On Bilbao and Bielsa

Written by  //  March 16, 2012  //  Sport  //  1 Comment

Years ago when I was making a mental list of football stadiums that I’d one day like to visit, San Mamés featured somewhere near the top. Quite conceivably, when—and if—I get a chance to go to Bilbao, Athletic may have moved to the newer San Mamés Barria, which is presently under construction. But yesterday, watching Athletic rip Manchester United to shreds served both as a timely reminder of the beauty of the old, creaky stadium, and of the club’s incredible and quaint philosophy. Even though, I was stuck at a café in the upper west of Manhattan, watching the game on mute, an often-irritating experience, I could almost sense the atmosphere at the stadium they call The Cathedral—40,000 all dressed in magnificent red and white stripes partaking in an experience of religious intensity.

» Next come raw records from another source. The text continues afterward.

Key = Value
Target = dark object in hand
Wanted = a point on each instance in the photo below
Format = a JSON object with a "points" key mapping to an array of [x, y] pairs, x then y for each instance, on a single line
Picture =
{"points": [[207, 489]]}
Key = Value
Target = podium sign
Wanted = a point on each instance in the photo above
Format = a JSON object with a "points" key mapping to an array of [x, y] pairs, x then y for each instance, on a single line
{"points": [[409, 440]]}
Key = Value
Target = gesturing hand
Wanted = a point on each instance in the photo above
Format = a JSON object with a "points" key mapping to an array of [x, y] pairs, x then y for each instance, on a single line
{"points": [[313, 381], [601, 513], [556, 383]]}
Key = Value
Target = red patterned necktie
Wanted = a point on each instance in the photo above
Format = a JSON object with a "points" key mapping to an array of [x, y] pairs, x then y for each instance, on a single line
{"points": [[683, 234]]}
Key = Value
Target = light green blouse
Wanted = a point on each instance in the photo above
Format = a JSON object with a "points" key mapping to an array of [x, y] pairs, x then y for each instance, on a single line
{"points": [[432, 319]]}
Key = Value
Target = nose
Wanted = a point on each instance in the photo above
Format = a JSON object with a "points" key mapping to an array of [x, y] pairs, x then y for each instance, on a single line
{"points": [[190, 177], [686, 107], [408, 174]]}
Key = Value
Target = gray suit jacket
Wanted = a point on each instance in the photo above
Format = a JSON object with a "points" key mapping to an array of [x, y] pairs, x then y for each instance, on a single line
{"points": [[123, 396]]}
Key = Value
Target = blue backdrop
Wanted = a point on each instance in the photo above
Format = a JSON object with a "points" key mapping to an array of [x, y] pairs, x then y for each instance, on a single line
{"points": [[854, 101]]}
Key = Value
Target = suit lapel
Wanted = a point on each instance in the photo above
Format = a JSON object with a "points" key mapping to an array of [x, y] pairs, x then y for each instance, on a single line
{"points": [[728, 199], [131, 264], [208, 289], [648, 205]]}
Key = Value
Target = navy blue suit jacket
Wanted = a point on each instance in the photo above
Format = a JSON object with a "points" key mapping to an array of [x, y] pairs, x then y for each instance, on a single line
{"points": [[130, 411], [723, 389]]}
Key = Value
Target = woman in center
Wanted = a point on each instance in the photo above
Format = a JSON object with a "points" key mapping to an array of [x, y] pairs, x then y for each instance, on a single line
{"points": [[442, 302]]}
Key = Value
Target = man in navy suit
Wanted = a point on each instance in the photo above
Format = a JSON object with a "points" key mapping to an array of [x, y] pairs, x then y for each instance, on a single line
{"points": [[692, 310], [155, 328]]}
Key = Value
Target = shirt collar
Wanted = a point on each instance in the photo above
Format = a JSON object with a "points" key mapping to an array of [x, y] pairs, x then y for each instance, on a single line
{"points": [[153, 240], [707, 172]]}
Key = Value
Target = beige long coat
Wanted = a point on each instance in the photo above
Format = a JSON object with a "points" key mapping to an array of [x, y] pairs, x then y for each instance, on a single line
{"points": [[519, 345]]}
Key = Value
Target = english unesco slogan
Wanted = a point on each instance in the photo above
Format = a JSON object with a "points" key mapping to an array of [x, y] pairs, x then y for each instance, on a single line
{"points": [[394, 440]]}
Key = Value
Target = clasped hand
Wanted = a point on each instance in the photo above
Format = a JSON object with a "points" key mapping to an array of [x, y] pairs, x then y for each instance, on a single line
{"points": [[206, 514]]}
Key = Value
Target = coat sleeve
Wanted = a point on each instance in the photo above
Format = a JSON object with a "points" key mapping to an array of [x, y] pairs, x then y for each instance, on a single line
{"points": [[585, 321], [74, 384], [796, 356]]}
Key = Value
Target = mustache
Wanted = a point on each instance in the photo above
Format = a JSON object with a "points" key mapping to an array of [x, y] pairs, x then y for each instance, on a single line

Athletic is a quirky club—they still only play with Basque players, even though the qualification as Sid Lowe has explained is now more flexible. To recognize the club’s ethos, it is important to briefly delve on its history, and to note that the Basque country was the first in Spain to be consumed by industrial development. As a result, Bilbao had an extensive relationship with Britain that saw a number of miners and shipbuilders from Sunderland and Southampton working there, and playing football in their spare time. Soon Bilbaínos who were returning from periods of study in England challenged the Brits to games, leading to the formation of two football clubs: Bilbao FC, and Athletic Bilbao. Although the former dissolved slowly, Athletic Bilbao rose in strength, winning four King’s Cups it its first decade, even as PNV, the political party representing Basque nationalism rose in power. The party’s potency was rooted in the smaller businessmen in Bilbao, the same group that made up Athletic’s membership. In 1913, San Mamés was opened; the ideological belief of La Cantera—the “unwritten” restriction that sees Bilbao use only Basque players—was established and the idea of the “Basque” club was born.[1]

But although the club shred its Englishness, in adopting La Cantera, its style of football was for many years linked to the indelible marks laid down by Fred Pentland, its English coach in the 20s and early 30s. As Jonathan Wilson remarked in a piece for the Guardian, Pentland “instituted a direct approach, favoring a robust, ‘English-style’ center-forward, a tradition that endures in the shape of Fernando Llorente, a remarkable combination of finesse and muscularity.”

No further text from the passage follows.